Un perro de servicio empezó a ladrar de repente al ver a una niña con sus padres: y entonces un policía notó algo extraño en ella.

Era un día cualquiera en un aeropuerto internacional. Los pasajeros se movían por las terminales, las maletas tintineaban sobre las baldosas, algunos corrían para coger sus vuelos, otros acababan de llegar. Todo seguía como siempre.

El agente de seguridad Alex estaba de guardia en el control de seguridad con su perro, un pastor alemán llamado Bim. Bim era un perro de servicio experimentado. Con los años, había aprendido las normas del aeropuerto mejor que cualquier humano.
Pasaban varias personas: un hombre de negocios cansado con una pequeña maleta, dos chicas charlatanas en chándal, una pareja de ancianos. Bim no prestó atención a nadie.
Pero cuando una familia joven se acercó al control de seguridad —una madre, un padre y su pequeña hija de unos cinco años, con un gran oso de peluche en brazos—, Bim se puso tenso de repente. Se quedó paralizado, echó las orejas hacia atrás y, de repente, se abalanzó hacia adelante y empezó a ladrarle fuerte a la niña, dando vueltas a su alrededor y olfateando el osito de peluche.

«¡¿Qué haces?!», gritó la madre, protegiendo bruscamente a su hija y apretándola contra sí. «¡Quítate al perro!».
Alex tiró de la correa y dio la orden, pero Bim no le hizo caso. Siguió ladrando y gruñendo, mirando al osito de peluche.
«Disculpe, señora», dijo el agente, «pero tengo que revisarla. Es el procedimiento habitual. Por favor, acompáñeme».
La inspección no fue concluyente: el equipaje estaba limpio, la documentación en regla, no había rastros de sustancias prohibidas. Pero Bim seguía ladrando furiosamente, sin apartar la vista del juguete.
«Cariño, todo está limpio aquí», susurró Alex, inclinándose hacia el perro. «¿Qué te pasa?».
Bim ladró y volvió a hundir la nariz en el osito de peluche.
“¿Podemos irnos?”, preguntó la madre con impaciencia. “Tenemos un vuelo a Lisboa en una hora”.

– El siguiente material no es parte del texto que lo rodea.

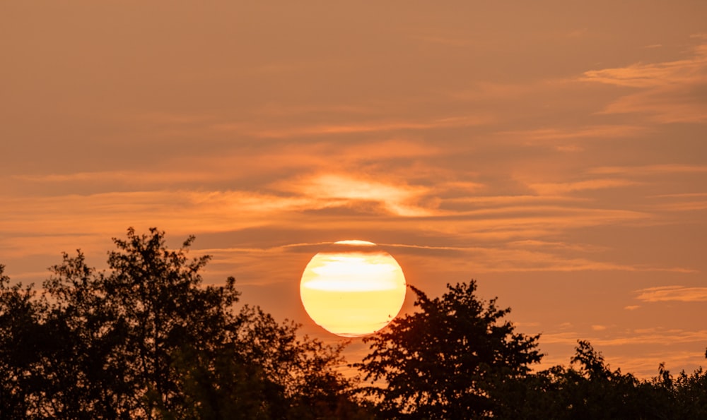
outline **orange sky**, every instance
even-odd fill
[[[704,366],[707,2],[201,3],[0,4],[11,278],[156,226],[336,340],[300,276],[362,239],[477,279],[547,364]]]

“Sí, señora, pero por favor firme estos documentos”, dijo Alex, entregándole la tableta con el formulario de rechazo a la inspección.
La mujer tomó la tableta, y entonces Alex notó que le temblaban las manos.
Dio un paso atrás y dijo con firmeza:
“Lo siento, pero tengo que retenerla. No volará a ningún lado hoy”.
“¿Pero por qué?”, exclamó el marido. “¡Esto es absurdo! ¡Pasamos la inspección!”.
“El problema no eres tú. El problema es tu hija”, dijo Alex en voz baja, mirando a la niña.
Con cuidado, le quitó el osito de peluche a la niña y condujo al perro al área de servicio. Un minuto después, el agente con la radiografía regresó pálido.
“Hay cápsulas con una droga sintética rara dentro del juguete. Una muy cara”. Y están camuflados para que los escáneres convencionales no reaccionen.

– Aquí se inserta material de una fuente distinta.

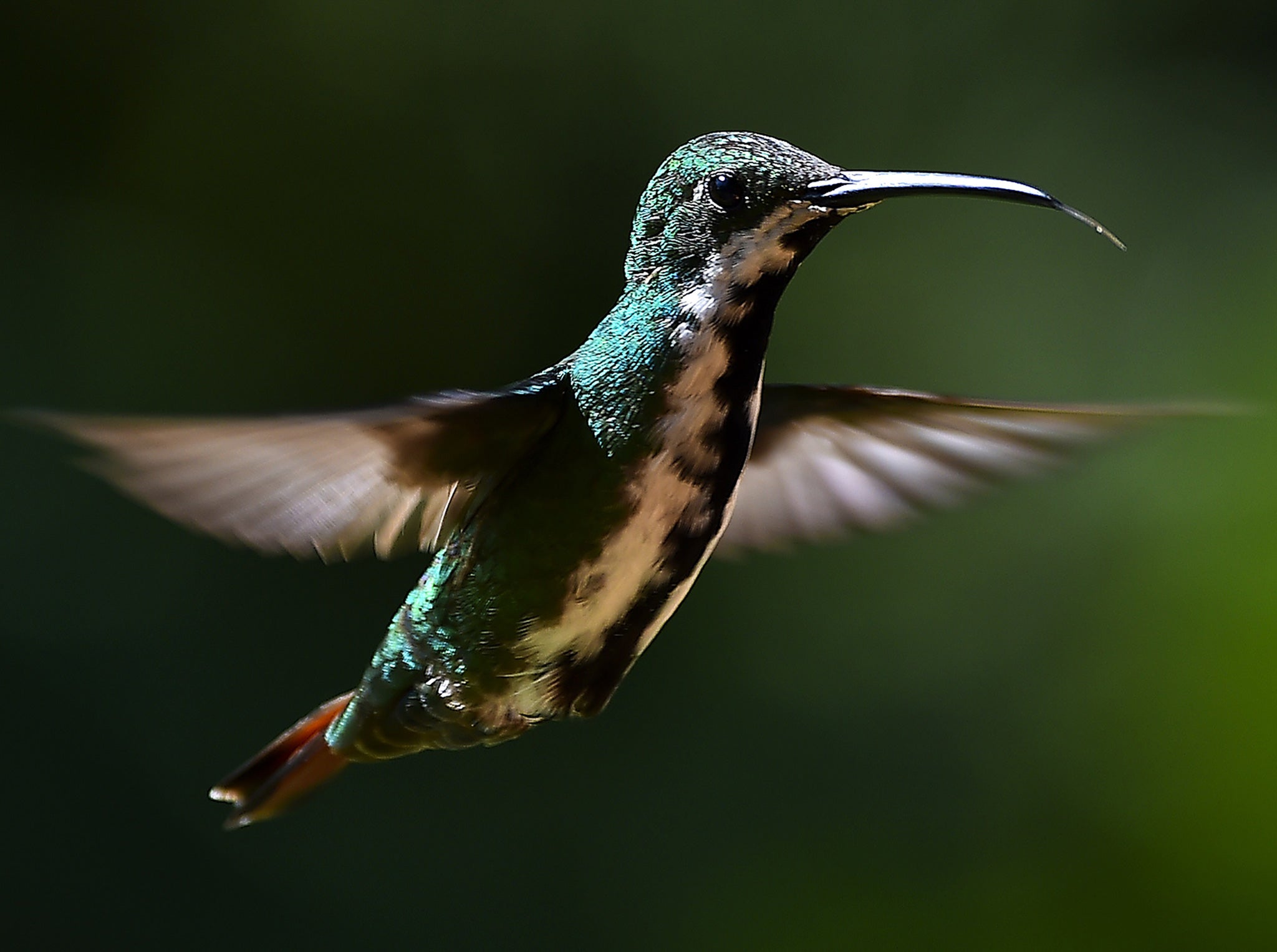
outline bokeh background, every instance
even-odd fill
[[[0,405],[501,385],[621,286],[681,142],[1022,178],[889,203],[769,376],[1277,406],[1272,4],[8,0]],[[713,561],[595,721],[204,791],[421,560],[185,534],[0,433],[9,937],[132,948],[1277,947],[1277,420],[1154,428],[908,533]],[[6,942],[9,939],[6,938]]]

La madre se desplomó en la silla. Le temblaban los hombros.
—¡No fuimos nosotros! —gritó—. ¡Nosotros… no lo sabíamos! Ayer le compramos este osito de peluche en la calle a una mujer con un carrito. ¡La niña lo eligió ella misma!
—Lo comprobaremos —dijo Alex y salió de la habitación.
Dos días después, la investigación descubrió algo inesperado: la mujer del carrito no era una vendedora, sino una mensajera de un grupo criminal. Ofrecía juguetes rellenos a viajeros con niños sin querer, sabiendo que los guardias de seguridad rara vez inspeccionan las pertenencias de los niños.

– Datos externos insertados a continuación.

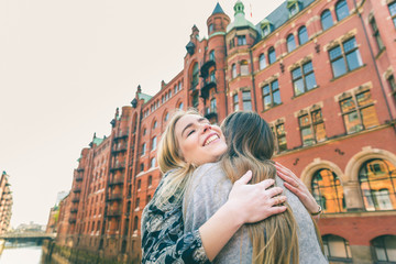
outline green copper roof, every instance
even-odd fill
[[[215,8],[215,10],[213,10],[213,12],[212,12],[212,15],[213,15],[213,14],[217,14],[217,13],[224,13],[224,11],[223,11],[222,8],[220,7],[220,3],[219,3],[219,2],[216,4],[216,8]]]
[[[139,99],[143,99],[143,100],[144,100],[144,103],[146,103],[150,99],[153,98],[152,96],[148,96],[148,95],[143,94],[143,92],[139,92],[138,96],[139,96]]]
[[[234,11],[234,21],[227,26],[227,32],[230,32],[235,28],[238,29],[248,26],[256,30],[253,23],[245,19],[244,6],[240,0],[235,2]]]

La familia resultó ser inocente. Fueron liberados y el osito de peluche se convirtió en prueba. La policía arrestó a tres personas relacionadas con el transporte de drogas en peluches.
¿Y Bim? Se convirtió en un héroe. En el aeropuerto, le colocaron un puesto en su memoria: «El perro que presentía la verdad».